Finding Multiplicative Inverse of 23 in Z_31

[Benny]

There's something that's been bothering me with the division algorithm for a while.

a = dq + r where r < |d| and a,d,q,r are integers. This can be used to find the multiplicative inverse of an integer in Z_m where m is an integer if certain conditions are satisfied. For example if I had two integers 23 and 31, they are relatively prime. So I can find the multiplicative inverse of 31 in Z_23 as follows.

31 = 1 * 23 + 8
.
.
.
3*31 - 1 = 4 * 23
$$3 \times 31 \equiv 1\left( {\bmod 23} \right)$$

So the multiplicative inverse of 31 in Z_23 is 3. How would I go about doing the opposite? That is, finding the multiplicative inverse of 23 in Z_31? With the 'reverse' problem, having done a few questions of this type, I've noticed a pattern where 'multiples' of 31 and 23 in the final equation 3 * 31 - 1 = 4*23 are taken in some combination(can't really recall it right now) and this gives the answer to the 'reverse' problem. I'm not sure if that is just a coincidence or if it is actually meant to work so can someone help me find the multiplicative inverse of 23 in Z_31? The two integers are relatively prime so it should exist. Any help appreciated.

 

[Hurkyl]

What you really want to use are GCDs.

 

[Benny]

What you've suggested seems to be what I should be looking at. I come to this conclusion because I have also used the division algorithm to find GCDs. However I still can't make the connection with how to find the multiplicative inverse of 23 in Z_31.
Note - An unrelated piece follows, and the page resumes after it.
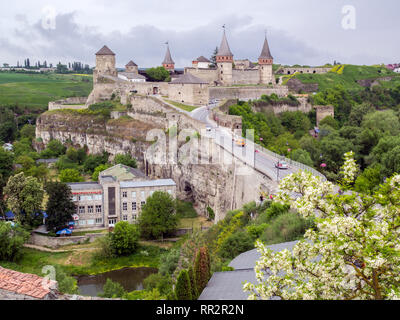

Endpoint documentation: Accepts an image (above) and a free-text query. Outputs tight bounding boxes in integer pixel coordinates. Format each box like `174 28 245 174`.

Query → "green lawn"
0 72 93 110
164 99 197 112
295 65 400 91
Some of the steps I omitted in my original post are as follows:

31 = 1*23 + 8
23 = 2*8 + 7
8 = 1*7 + 1
7= 7*1 + 0

I'm not sure what I can do here. I'd prefer to be able to use the division algorithm to find the multiplicative inverse if that's possible. Finding GCDs for pairs of 'small' numbers by factorising them is fairly easily but for pairs of large numbers this becomes very difficult. I know that by some theorem, if d is the gcd of two integers a and b then $$d = \alpha a + \beta b$$ where alpha, beta, a, b and d are integers. But that seems to simply reduce to using the equation 3*31 - 1 = 4 * 23, which is what I had in the first place. I've thought about this but I can't come to a logical conclusion. Could you please provide me with further assistance?

 

[Hurkyl]

Some of the steps I omitted in my original post are as follows:

Those are essentially the steps of the (extended) Euclidean algorithm for computing GCDs -- it's very cheap to do.
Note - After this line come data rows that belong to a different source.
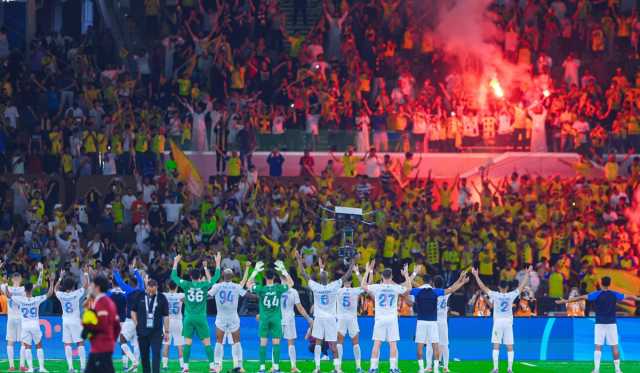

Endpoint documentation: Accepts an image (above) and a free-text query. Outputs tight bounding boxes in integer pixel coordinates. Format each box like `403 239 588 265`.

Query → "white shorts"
594 324 618 346
215 317 240 333
20 325 42 345
163 318 184 346
311 317 338 342
62 319 82 343
371 317 400 342
282 318 298 340
7 318 22 342
120 319 137 342
491 319 513 345
338 316 360 338
415 320 440 344
438 320 449 346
Notice that you can reorganize as

8 = 31 - 23
7 = 23 - 2*8
1 = 8 - 7

and work backwards to get an expression for 1 as a linear combination of 23 and 31. (You might be able to do the bookkeeping in a slightly more clever way)

 

[Benny]

Hmm from my original post I have 3*31 - 1 = 4*23.

What I want is the 'roles' of 31 and 23 switched around. 31 is 23 + 8 and 23 is 31 - 8 so 3*(23+8) - 1 = 4*(31-8) => 3*23 - 1 = 4*31 - 7*8 = 4*31 - 7*(31-23) = > -4 * 23 - 1 = -3*31.

In other words:

$$- 4 \times 23 \equiv 1\left( {\bmod 31} \right)$$

So the multiplicative inverse of 23 in Z_31 is $$- 4 \equiv 27\left( {\bmod 31} \right)$$. Is the reasoning correct?

 

[Hurkyl]

Yes, the multiplicative inverse of 23 is -4, modulo 31.